The meninges abut CSF, providing CNS-resident ILCs a strategic anatomical location to serve as cerebral immune gatekeepers, relaying information from the brain to the immune system. In line with this assertion, increased CSF levels of high mobility group box protein 1 (HMGB1), a damage-associated molecular pattern molecule (DAMP) that we identified as predictive of poor outcomes in TBI patients (33, 34), enhanced colonic ILC3 to exacerbate colitis (35). Similarly, elevated CSF levels of IL-1β, a potent inducer of ILC3 activation, correlated with the development of cerebral edema and poor neurological outcomes after human TBI (36). Thus, cytokines and DAMPs originating within injured brain tissue may enter the CSF and activate ILCs to coordinate the timing and magnitude of peripheral immune cell entry into the brain.
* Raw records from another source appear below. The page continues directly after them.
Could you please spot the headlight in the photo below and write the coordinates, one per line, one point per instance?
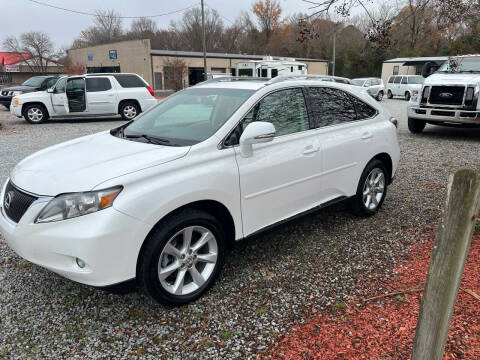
(67, 206)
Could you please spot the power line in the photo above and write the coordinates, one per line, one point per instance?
(121, 17)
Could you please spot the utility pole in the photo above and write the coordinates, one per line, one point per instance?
(204, 44)
(334, 41)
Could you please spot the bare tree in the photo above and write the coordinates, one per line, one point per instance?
(35, 48)
(107, 28)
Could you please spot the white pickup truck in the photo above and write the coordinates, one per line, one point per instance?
(448, 97)
(87, 95)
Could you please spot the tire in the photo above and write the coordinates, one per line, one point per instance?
(371, 190)
(416, 126)
(129, 110)
(166, 250)
(35, 114)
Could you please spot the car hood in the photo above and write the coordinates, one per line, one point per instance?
(83, 163)
(452, 79)
(20, 88)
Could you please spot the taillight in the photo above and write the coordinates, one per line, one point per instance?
(394, 121)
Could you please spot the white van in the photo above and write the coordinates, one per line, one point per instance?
(404, 85)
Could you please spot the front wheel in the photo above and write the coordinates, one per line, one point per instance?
(183, 257)
(416, 126)
(35, 114)
(371, 190)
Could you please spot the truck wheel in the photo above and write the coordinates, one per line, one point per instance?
(182, 258)
(35, 114)
(416, 126)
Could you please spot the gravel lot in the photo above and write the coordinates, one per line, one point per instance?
(269, 283)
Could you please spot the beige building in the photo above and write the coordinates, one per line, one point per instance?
(137, 56)
(409, 66)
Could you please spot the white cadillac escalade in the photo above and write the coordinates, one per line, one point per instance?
(448, 97)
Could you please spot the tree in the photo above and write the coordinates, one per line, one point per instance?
(35, 48)
(143, 27)
(107, 28)
(268, 16)
(175, 70)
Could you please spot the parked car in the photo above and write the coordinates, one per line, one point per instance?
(35, 83)
(159, 199)
(374, 86)
(450, 96)
(404, 85)
(85, 96)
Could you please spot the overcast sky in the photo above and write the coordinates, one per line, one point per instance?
(19, 16)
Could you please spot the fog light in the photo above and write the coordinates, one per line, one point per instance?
(80, 263)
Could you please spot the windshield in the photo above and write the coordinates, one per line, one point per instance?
(358, 82)
(416, 80)
(188, 117)
(461, 64)
(35, 81)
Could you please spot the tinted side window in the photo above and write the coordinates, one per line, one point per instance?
(98, 84)
(128, 81)
(363, 110)
(285, 109)
(331, 106)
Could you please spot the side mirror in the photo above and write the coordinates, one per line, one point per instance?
(255, 133)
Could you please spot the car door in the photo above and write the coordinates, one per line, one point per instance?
(344, 138)
(59, 98)
(100, 95)
(282, 178)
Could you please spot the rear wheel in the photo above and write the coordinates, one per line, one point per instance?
(35, 114)
(129, 110)
(416, 126)
(371, 190)
(183, 257)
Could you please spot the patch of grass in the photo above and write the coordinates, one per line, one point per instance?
(340, 305)
(260, 311)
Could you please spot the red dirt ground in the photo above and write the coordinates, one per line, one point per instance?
(384, 329)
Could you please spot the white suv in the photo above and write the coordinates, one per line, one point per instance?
(158, 199)
(86, 96)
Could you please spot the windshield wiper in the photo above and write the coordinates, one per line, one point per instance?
(151, 139)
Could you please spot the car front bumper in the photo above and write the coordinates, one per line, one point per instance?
(442, 115)
(108, 242)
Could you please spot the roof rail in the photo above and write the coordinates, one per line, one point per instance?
(232, 78)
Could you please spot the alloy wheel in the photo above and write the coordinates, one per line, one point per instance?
(188, 260)
(374, 189)
(35, 114)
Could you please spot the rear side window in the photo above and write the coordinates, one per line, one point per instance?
(95, 84)
(129, 81)
(331, 106)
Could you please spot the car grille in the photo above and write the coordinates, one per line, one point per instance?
(447, 95)
(16, 202)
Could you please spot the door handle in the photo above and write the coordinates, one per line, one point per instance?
(309, 150)
(366, 136)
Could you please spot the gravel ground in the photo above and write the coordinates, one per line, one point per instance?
(269, 283)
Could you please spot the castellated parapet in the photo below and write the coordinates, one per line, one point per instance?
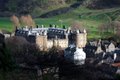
(46, 38)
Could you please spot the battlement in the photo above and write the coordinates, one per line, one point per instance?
(47, 37)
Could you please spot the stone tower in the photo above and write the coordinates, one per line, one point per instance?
(41, 40)
(81, 39)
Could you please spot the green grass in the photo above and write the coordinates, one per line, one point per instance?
(90, 19)
(5, 23)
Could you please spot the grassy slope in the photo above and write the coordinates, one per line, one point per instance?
(90, 19)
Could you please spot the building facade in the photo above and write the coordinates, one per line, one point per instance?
(46, 38)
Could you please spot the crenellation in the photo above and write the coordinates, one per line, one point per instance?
(46, 38)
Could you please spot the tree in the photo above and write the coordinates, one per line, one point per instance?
(15, 21)
(76, 25)
(26, 20)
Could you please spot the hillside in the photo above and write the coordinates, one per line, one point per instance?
(38, 7)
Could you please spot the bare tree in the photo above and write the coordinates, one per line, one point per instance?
(15, 21)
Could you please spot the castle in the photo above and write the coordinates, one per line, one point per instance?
(46, 38)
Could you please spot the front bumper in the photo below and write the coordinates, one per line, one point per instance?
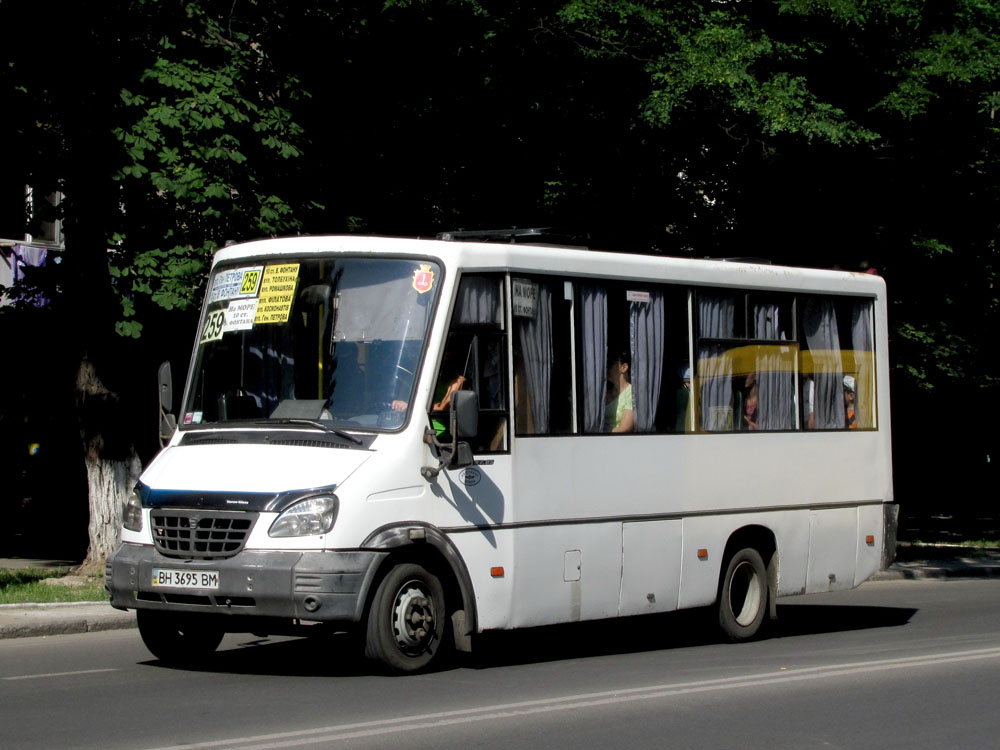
(328, 586)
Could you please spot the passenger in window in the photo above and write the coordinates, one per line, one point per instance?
(683, 416)
(618, 414)
(750, 402)
(849, 396)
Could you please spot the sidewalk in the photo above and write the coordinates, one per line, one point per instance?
(23, 620)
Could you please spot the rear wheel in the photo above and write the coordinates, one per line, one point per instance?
(743, 595)
(178, 638)
(406, 620)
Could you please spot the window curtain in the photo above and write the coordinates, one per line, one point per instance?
(536, 348)
(478, 301)
(646, 338)
(861, 342)
(594, 353)
(827, 377)
(716, 320)
(775, 379)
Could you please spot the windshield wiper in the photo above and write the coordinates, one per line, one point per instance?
(318, 425)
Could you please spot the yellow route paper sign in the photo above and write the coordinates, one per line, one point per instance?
(277, 290)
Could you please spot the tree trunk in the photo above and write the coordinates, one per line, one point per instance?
(112, 464)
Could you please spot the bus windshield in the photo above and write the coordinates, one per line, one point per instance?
(336, 339)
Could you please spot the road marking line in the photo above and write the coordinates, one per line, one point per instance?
(341, 732)
(56, 674)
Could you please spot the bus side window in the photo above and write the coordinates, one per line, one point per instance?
(475, 359)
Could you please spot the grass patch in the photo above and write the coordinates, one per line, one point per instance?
(24, 586)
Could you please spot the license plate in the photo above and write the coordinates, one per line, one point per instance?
(186, 579)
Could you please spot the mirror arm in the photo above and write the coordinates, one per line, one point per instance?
(445, 452)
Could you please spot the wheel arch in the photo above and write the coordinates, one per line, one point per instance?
(762, 539)
(427, 545)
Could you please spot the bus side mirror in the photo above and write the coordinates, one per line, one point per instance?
(463, 420)
(464, 414)
(168, 422)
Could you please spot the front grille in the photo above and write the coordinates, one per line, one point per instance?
(206, 535)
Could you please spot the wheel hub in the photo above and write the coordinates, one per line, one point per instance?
(413, 618)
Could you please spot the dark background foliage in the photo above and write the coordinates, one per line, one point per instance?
(823, 133)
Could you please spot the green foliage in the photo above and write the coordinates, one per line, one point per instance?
(205, 125)
(24, 586)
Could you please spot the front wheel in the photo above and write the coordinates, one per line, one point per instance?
(177, 638)
(743, 595)
(406, 620)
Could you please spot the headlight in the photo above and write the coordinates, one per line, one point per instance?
(313, 516)
(133, 512)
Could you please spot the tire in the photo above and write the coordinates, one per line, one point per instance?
(406, 620)
(178, 639)
(743, 595)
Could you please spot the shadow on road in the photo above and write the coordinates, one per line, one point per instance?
(340, 654)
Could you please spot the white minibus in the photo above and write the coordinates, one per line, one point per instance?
(423, 440)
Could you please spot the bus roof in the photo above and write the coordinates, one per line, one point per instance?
(538, 259)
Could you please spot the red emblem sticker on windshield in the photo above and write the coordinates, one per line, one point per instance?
(423, 278)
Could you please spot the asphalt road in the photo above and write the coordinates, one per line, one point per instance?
(912, 664)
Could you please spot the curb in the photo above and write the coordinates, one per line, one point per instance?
(921, 572)
(32, 620)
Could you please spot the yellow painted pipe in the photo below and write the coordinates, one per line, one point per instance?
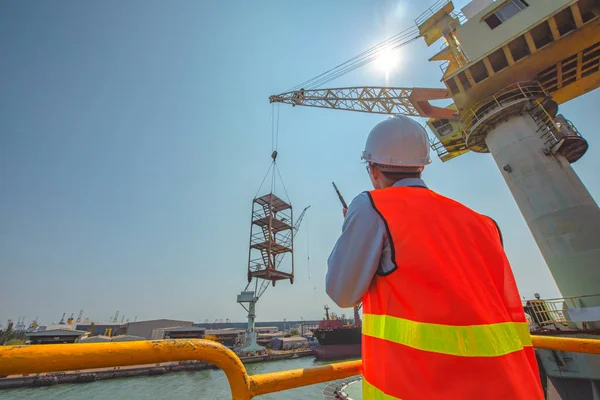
(70, 357)
(284, 380)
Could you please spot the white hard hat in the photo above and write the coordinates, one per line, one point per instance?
(399, 142)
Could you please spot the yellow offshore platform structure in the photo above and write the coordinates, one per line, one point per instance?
(508, 65)
(507, 68)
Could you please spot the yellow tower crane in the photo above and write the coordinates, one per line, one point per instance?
(508, 65)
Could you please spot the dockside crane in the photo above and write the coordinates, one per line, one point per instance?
(252, 296)
(506, 85)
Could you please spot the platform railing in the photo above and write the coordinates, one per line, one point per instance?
(16, 360)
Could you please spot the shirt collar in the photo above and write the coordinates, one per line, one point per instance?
(410, 182)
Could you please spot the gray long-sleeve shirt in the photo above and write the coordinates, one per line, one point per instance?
(361, 250)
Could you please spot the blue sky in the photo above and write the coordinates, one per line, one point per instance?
(134, 135)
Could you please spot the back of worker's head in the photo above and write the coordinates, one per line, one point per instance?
(396, 148)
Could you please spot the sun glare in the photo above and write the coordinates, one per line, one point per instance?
(386, 61)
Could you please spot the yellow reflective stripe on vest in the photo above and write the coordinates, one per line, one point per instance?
(467, 341)
(370, 392)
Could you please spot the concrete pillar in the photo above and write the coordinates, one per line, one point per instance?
(561, 214)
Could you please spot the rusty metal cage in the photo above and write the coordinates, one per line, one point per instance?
(271, 237)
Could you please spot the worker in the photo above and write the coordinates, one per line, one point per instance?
(442, 316)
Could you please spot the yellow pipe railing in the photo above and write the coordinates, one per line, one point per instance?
(16, 360)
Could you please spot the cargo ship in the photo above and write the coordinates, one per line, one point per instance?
(338, 341)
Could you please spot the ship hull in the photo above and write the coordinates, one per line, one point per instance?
(338, 336)
(337, 352)
(338, 343)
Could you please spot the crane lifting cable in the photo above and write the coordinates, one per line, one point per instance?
(366, 57)
(272, 231)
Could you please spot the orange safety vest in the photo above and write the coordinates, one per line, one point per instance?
(447, 322)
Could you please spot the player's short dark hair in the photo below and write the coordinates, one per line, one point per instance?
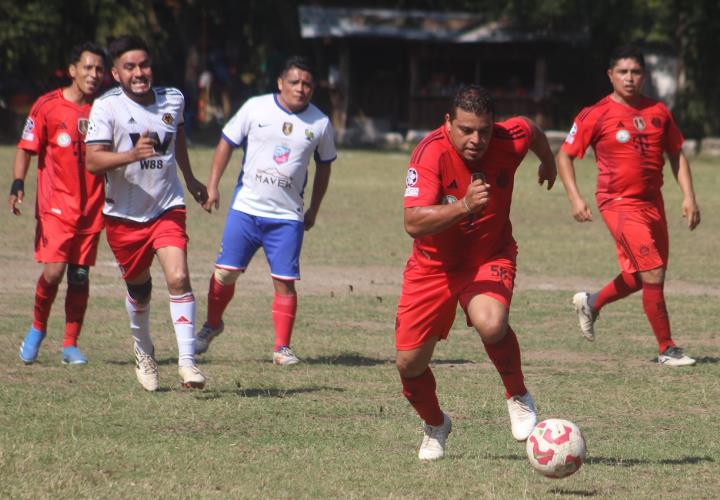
(91, 47)
(299, 62)
(627, 52)
(126, 43)
(473, 99)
The pattern of ILCs within dura and CSF derived from TBI patients was mirrored by an increased number of ILC1 and ILC3 within the murine meninges after experimental TBI, indicative of a conserved immune response between clinical and experimental neurotrauma. In line with the notion that ILC1 and ILC3 generate type I and type III proinflammatory responses, respectively, we showed classical type 1 (Th1) and type III (Th17) lymphocytes infiltrated the CNS within the first days after injury and persisted for weeks after experimental TBI (37). Notably, elevated expression of IL-17, the signature cytokine of Th17 cells, temporally mirrored ILC3 expansion after TBI (38), while loss of T-bet in NKp46+ ILCs impaired the CNS infiltration of myelin-reactive Th17 cells, reduced neuroinflammation, and attenuated white matter loss within the spinal cord using a murine model of multiple sclerosis (39). Thus, therapies that limit proinflammatory ILC1/ILC3 activation may provide an innovative strategy to limit the detrimental effects of neuroinflammation after TBI.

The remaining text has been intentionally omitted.